Top lawmakers who oversee the Department of Homeland Security want to hold hearings and obtain access to classified and unclassified government documents that expose potential security vulnerabilities posed by dozens of Chinese-made cranes at American ports across the country. It is “extremely worrisome” that about 80% of American port cranes use Chinese software that is manufactured by a Chinese company, said House Committee on Homeland Security Chairman Mark Green (R., Tenn.) in a statement. “On behalf of the American people, this Committee is demanding answers on the risks these cranes pose to U.S. cybersecurity and the resilience of our critical infrastructure, which is a core aspect of the homeland security mission.” The cranes are equipped with Chinese-made software that could be used to surveil or manipulate port operations, U.S. officials said. No evidence has emerged that Beijing has used the cranes to conduct nefarious activity at any American ports, officials said.
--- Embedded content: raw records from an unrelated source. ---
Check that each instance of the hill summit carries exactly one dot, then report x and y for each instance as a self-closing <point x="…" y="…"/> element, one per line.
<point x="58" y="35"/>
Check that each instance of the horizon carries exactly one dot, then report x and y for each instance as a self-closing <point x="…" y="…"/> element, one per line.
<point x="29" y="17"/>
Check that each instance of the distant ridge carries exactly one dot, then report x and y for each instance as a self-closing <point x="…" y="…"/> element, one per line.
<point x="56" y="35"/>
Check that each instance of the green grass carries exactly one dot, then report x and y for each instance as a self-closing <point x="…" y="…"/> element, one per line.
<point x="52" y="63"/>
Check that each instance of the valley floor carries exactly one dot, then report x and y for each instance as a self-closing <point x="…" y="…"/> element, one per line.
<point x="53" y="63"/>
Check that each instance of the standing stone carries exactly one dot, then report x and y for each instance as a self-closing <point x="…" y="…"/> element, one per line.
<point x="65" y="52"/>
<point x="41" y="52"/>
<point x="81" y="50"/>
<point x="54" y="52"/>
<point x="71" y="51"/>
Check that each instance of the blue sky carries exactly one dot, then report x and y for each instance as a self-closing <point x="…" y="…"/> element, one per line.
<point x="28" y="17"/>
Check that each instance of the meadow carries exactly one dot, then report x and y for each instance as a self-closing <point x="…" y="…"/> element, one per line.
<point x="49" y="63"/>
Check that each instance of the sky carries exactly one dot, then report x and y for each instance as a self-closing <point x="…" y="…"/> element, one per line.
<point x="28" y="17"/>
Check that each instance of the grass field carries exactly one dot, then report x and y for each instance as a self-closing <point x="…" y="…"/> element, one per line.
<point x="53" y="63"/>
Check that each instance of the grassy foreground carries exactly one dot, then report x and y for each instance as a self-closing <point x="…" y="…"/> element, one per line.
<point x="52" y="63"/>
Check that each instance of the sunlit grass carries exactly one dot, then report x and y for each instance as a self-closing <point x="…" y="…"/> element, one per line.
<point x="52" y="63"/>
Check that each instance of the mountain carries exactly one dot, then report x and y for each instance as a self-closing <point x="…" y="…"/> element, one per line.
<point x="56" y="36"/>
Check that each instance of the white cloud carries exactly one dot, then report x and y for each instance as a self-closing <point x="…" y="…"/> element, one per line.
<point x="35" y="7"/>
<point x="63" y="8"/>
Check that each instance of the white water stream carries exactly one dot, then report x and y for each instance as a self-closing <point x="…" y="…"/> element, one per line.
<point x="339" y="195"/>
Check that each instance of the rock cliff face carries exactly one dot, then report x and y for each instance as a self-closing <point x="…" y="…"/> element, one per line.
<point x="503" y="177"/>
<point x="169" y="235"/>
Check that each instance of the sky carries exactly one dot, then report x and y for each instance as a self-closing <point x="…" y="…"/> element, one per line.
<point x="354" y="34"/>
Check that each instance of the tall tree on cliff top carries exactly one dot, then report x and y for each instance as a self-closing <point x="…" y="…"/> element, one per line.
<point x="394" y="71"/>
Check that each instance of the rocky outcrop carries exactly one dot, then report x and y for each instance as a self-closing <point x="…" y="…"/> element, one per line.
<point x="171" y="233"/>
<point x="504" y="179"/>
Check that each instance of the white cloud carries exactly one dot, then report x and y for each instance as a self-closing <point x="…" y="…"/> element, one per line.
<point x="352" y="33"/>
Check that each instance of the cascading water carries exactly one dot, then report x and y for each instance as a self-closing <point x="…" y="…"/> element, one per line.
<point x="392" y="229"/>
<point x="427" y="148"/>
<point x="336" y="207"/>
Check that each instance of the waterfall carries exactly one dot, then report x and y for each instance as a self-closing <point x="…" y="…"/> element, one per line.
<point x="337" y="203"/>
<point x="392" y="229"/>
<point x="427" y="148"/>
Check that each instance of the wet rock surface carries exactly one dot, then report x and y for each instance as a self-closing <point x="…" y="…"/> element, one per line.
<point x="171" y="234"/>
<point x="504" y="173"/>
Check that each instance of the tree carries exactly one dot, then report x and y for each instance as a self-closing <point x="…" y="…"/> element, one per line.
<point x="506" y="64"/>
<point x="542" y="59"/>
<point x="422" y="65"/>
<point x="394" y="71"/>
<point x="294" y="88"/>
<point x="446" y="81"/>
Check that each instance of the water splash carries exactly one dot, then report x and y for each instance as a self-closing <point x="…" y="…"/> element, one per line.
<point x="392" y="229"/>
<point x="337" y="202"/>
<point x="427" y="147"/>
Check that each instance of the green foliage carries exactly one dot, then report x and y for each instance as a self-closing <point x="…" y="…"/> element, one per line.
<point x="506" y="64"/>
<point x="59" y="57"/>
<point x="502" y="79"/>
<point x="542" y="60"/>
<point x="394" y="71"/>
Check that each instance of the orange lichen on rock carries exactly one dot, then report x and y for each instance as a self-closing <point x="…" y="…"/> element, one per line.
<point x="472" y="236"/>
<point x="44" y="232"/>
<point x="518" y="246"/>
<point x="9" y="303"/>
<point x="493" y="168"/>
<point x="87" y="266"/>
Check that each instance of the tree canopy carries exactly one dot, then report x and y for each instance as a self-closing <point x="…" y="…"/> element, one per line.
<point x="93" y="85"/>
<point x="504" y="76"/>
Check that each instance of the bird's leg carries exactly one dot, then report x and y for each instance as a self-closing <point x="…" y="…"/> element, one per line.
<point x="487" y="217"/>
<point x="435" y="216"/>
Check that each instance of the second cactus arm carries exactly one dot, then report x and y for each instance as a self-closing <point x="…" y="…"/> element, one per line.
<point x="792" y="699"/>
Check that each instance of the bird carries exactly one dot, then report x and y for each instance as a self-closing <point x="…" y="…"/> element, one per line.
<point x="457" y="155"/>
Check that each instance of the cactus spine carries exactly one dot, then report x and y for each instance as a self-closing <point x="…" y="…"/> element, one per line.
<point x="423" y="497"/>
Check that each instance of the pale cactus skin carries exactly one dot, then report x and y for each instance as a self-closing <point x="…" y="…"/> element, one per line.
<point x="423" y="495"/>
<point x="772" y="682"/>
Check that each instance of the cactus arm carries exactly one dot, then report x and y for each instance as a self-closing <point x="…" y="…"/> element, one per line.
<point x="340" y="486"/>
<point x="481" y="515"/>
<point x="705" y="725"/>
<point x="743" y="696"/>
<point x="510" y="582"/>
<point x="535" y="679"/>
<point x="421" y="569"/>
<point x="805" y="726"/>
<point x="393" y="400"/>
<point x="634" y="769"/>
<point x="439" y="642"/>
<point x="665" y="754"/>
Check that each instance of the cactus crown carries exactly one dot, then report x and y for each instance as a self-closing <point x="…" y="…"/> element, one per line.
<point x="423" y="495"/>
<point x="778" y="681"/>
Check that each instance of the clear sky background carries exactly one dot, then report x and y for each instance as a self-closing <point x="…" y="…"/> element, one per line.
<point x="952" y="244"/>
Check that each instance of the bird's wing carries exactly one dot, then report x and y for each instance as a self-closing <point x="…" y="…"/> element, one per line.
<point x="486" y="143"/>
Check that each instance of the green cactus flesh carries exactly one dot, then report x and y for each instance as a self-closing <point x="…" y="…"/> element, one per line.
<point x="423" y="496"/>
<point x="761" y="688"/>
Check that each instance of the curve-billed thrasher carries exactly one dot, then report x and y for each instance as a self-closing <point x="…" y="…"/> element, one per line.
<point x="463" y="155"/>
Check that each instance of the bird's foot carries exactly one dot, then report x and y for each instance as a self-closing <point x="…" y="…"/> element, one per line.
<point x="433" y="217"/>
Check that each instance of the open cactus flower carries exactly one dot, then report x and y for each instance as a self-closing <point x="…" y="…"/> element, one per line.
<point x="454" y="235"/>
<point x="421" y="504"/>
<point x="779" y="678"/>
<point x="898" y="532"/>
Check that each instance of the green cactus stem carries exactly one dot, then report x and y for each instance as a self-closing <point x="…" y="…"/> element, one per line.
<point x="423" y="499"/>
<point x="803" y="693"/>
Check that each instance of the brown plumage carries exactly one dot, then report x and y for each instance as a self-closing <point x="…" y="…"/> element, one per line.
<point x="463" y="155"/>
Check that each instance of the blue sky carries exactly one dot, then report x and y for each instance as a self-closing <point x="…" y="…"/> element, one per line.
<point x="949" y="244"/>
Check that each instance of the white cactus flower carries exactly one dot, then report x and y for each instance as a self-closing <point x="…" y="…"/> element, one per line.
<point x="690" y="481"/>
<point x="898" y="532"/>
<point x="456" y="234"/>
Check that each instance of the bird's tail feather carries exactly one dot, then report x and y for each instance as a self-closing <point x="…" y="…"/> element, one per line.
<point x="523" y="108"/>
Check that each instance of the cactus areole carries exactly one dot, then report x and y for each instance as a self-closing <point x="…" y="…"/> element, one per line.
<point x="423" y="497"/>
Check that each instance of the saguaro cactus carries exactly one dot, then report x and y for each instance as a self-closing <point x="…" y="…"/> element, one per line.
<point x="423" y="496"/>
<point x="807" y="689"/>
A pair of bipartisan lawmakers have reintroduced legislation offering tax credits to U.S. truck drivers in an effort to address a dire pandemic-related shortage. The Strengthening Supply Chains Through Truck Driver Incentives Act aims to combat what lawmakers said was a shortfall of about 80,000 commercial truck drivers in 2021, caused by hiring and retention challenges. Fewer certified drivers can lead to more expensive shipping and delays in receiving goods, said the offices of the bill’s sponsors, Reps. Mike Gallagher, R-Wis., and Abigail Spanberger, D-Va., in a press release Monday. The bill would establish a two-year refundable tax credit of up to $7,500 for truck drivers with a valid Class A commercial driver’s license who drive at least 1,900 hours in a year. It would offer a two-year refundable tax credit of up to $10,000 for new drivers or people in a registered trucking apprenticeship. New commercial drivers who did not drive the year prior, or who did not drive for 1,420 hours in the current year, would also be eligible for the credit.
That’s all for this week. Enjoy the weekend and the song of the week, Jefferson Airplane’s White Rabbit.